# How to turn a bowl with a 150 hp lathe



## HalDougherty (Jul 15, 2009)

No, this isn't me, I found this video on You-Tube and had to share it with everybody on Lumberjocks. I'm sure this was only done for fun, and don't try this at home, but I don't see why it wouldn't work if you made some slightly better big lathe tools.


----------



## Jimthecarver (Jan 14, 2008)

Hilarious ….. maybe a class in tool angle would help him.


----------



## RogerC (Dec 20, 2011)

lol I just saw this the other day. pretty classic stuff


----------



## JimDaddyO (Dec 20, 2009)

I saw this a while back myself and, having owned one, thought…that is a better use for a chrysler mini van than being seen on the road in it….ha ha


----------



## SnowyRiver (Nov 14, 2008)

ha ha ha…thats funny. Thats kind of a Red Green thing isnt it? I think he's from Canada too…what is it with you guys up there…


----------



## dhazelton (Feb 11, 2012)

About 20 some years ago there was an article on Old House Journal where a carpenter had to turn some large column bases and he used his van back axle. He fabricated a large stationary tool rest, don't remember how, think it was driven into the ground. I think he bought a junk steel wheel and drilled some extra holes in it to use as a baseplate. It worked out well for him.


----------



## JoeLyddon (Apr 22, 2007)

Show this to Sam… He'll make it work… it will hummm right along!
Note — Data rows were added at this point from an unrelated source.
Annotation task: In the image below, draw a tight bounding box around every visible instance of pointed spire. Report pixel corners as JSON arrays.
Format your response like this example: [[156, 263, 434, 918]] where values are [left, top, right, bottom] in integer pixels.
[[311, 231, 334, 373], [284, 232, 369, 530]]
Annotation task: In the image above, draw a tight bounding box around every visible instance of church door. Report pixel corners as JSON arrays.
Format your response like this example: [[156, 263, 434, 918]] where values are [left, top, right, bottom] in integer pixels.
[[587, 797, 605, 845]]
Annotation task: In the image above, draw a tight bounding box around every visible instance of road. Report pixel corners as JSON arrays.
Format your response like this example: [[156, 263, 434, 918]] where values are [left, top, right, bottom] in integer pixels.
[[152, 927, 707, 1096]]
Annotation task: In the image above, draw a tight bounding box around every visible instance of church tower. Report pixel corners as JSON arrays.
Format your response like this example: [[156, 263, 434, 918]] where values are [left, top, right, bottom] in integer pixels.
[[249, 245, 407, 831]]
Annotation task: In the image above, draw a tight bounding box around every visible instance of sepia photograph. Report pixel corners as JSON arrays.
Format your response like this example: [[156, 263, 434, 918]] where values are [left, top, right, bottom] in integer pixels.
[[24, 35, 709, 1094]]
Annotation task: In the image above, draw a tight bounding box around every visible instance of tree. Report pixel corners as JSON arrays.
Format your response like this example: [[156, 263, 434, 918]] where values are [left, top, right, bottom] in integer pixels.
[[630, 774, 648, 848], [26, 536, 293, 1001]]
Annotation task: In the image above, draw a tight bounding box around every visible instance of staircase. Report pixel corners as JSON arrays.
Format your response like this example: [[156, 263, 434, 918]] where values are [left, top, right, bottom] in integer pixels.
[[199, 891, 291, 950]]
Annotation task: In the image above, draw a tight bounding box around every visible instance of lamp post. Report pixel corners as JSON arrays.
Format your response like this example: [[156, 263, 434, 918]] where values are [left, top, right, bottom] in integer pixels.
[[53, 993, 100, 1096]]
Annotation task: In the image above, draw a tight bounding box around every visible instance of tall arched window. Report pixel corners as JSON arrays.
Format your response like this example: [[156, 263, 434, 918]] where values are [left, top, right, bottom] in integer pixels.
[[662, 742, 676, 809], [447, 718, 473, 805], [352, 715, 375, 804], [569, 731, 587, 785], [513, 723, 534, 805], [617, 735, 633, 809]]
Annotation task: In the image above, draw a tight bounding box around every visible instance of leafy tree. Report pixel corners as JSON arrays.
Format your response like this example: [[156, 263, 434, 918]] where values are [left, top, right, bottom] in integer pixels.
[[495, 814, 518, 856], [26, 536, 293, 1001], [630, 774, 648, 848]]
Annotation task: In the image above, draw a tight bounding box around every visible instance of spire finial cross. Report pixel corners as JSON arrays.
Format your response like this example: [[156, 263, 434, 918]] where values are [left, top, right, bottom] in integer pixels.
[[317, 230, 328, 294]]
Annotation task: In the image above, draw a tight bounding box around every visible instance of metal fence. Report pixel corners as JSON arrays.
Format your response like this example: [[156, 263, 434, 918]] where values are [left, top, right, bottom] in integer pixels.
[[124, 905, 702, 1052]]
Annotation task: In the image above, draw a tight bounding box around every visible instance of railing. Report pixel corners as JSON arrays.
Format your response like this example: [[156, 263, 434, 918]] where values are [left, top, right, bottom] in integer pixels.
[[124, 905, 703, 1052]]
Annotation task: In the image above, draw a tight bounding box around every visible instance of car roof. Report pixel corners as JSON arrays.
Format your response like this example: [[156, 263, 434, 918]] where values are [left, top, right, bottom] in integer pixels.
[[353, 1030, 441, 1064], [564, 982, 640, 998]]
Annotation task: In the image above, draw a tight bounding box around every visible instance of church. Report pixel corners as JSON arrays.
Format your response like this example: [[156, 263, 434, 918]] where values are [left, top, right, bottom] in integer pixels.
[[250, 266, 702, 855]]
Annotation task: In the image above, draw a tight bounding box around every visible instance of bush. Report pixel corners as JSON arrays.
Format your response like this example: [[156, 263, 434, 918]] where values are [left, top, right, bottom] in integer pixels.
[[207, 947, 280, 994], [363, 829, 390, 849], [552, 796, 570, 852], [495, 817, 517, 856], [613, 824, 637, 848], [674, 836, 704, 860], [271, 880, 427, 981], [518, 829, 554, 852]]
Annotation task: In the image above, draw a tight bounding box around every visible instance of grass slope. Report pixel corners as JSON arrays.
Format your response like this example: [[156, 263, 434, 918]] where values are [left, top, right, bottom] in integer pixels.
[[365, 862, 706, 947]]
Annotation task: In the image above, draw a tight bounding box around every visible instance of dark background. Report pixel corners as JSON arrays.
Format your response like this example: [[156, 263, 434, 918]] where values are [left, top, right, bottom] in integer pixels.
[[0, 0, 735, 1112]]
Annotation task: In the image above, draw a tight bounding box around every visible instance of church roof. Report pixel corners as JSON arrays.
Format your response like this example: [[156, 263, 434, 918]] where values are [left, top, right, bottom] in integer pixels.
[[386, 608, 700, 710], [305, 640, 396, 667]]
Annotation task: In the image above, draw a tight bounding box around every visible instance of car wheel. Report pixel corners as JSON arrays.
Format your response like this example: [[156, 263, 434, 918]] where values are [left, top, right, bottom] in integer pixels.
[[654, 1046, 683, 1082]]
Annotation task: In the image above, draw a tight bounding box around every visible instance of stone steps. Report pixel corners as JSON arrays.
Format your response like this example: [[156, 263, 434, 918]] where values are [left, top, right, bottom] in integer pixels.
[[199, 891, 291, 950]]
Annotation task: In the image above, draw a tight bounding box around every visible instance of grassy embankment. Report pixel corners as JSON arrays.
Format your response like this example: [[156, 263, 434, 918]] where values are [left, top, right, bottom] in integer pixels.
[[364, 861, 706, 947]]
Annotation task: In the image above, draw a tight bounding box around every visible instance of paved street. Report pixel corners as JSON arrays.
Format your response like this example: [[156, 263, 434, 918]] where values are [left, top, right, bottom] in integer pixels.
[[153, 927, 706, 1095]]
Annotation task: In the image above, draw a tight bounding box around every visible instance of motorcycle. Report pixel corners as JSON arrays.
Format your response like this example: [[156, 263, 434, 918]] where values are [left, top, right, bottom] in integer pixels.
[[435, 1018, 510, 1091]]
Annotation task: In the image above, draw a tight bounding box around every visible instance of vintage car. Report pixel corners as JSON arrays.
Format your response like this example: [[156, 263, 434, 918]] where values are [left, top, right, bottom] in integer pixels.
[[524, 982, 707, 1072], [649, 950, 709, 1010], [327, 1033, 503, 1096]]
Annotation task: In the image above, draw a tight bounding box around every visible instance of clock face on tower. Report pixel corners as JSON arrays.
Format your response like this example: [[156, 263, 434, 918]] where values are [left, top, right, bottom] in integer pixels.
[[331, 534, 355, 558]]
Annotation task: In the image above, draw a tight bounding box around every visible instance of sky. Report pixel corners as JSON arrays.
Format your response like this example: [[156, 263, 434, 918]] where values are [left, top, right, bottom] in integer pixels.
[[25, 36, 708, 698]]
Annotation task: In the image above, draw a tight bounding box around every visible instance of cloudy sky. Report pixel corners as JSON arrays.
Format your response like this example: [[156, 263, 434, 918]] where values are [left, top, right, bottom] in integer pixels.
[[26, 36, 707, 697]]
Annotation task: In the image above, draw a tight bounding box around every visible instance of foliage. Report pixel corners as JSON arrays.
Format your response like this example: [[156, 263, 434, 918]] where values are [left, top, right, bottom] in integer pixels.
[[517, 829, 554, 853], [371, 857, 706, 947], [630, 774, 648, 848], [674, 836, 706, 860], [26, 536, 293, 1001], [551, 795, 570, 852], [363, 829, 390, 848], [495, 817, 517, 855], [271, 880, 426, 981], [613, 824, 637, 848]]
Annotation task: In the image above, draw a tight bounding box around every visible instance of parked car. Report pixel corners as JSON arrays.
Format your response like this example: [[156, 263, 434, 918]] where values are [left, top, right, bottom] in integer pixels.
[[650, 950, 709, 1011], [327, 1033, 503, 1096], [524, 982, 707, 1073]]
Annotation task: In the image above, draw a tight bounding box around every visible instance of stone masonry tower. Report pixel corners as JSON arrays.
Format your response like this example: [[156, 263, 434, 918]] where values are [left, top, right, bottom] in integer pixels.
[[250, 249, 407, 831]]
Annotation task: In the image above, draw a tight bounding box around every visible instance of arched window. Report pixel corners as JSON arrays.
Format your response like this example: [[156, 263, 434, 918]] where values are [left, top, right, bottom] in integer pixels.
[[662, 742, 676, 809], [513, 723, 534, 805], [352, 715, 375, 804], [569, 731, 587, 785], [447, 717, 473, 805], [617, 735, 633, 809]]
LOL


----------



## Straightbowed (Feb 9, 2012)

2 wild and crazy guys but it works I think the tools could be little maybe sharp LOL


----------



## TopamaxSurvivor (May 2, 2008)

I like the tool rest ;-))


----------



## 280305 (Sep 28, 2008)

You might want to verify that the vehicle is *not *all-wheel drive before giving this a try.


----------



## SASmith (Mar 22, 2010)

Here is a bigger bowl turned on a tractor.
 
Here is the link to the article.


----------



## TopamaxSurvivor (May 2, 2008)

That is a serious bowl! Thx for posting.


----------



## derosa (Aug 21, 2010)

That last pic just looks like a serious accident waiting to happen. Only major issue I can see, provided it is all bolted tight, is that the wheel bearings might not be adjusted tight enough leading to bad runout. Although it can handle the load and probably idles around 700rpm. Better would be to mount the engine to an external frame and bolt to a modified flexplate. As long as there is a radiator hooked up and a fan it would run all day if you provided the fuel.


----------



## Xtreme90 (Aug 29, 2009)

That is a monster! And that video is hilarious! Just curious if that guy was wondering why the face he was turning never trued up. Lol!


----------